Gold and Silver Jump As Central Banks Take Action: GLD, SLV
The world’s leading central banks said on Wednesday that they will take coordinated steps to prevent a global liquidity crunch as the euro zone fights to end the debt crisis.
Investor Insights: Gold and Silver Gain After Central Banks Launch Helicopters.
The U.S. Federal Reserve has agreed to lower the cost of existing dollar swap lines by 50 basis points from December 5. The Fed will coordinate with the European Central Bank, as well as the central banks of Britain, Canada, Japan, and Switzerland in a move meant to ease strains in markets and boost the central banks’ capacity to support the global financial system. The central banks will also be able to tap additional liquidity in their own currencies through bilateral swap arrangements set up between them “should market conditions so warrant.” The swap arrangements are good through February 1, 2013. The cost for European banks to fund in dollars rose to the highest levels in three years today after finance ministers failed to boost the region’s bailout fund as much as planned, igniting concerns about a possible breakup of the euro area.
The US dollar (NYSE:UUP) fell as the euro touched a new two week high.
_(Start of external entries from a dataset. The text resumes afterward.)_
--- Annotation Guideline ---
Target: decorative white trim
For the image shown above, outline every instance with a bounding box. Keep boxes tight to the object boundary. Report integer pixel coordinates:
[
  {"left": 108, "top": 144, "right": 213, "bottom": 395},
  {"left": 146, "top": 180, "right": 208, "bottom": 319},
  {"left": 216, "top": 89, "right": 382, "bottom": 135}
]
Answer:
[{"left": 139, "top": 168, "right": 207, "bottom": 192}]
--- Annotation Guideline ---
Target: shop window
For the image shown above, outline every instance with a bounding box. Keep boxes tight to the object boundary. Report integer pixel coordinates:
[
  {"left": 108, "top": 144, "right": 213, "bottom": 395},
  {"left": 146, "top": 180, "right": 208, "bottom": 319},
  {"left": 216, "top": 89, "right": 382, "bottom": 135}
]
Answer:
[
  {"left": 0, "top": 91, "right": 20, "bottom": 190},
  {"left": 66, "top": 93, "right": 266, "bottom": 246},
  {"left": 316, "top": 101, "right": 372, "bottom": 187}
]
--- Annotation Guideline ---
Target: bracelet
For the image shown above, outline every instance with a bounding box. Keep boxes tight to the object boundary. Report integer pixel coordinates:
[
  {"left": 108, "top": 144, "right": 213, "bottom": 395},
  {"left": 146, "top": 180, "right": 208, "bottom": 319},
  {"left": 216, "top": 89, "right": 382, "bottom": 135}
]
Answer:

Precious metal (NYSEARCA:DBP) investments such as the SPDR Gold Trust (NYSEARCA:GLD) gained nearly 2%, while the iShares Silver Trust (NYSEARCA:SLV) jumped nearly 3% in afternoon trading. Gold miners (NYSEARCA:GDX) Yamana Gold, Inc. (NYSE:AUY) increased 6%, while AngloGold Ashanti (NYSE:AU) gained 7%. Silver miners (NYSEARCA:SIL) such as Hecla Mining (NYSE:HL) and Endeavour Silver (NYSE:EXK) surged more than 7% before the closing bell.
While the reduction in dollar cost borrowing was another bullish sign for precious metals, there is another announcement this morning that deserves attention. Even though China’s (NYSE:FXI) inflation hit a three-year high in July, China appears ready to forget the past. On Wednesday, China cut its bank-reserve requirements for the first time in nearly three years. The WSJ reports, “The People’s Bank of China, China’s central bank, said Wednesday it will cut the reserve-requirement ratio for banks by half of a percentage point, the first such cut since December 2008. The cut essentially frees up banks to lend additional money.” The move is being seen as a policy shift from monetary tightening to monetary easing. The move is estimated to free up around 390 million yuan ($61 billion) in funds for the banks to lend.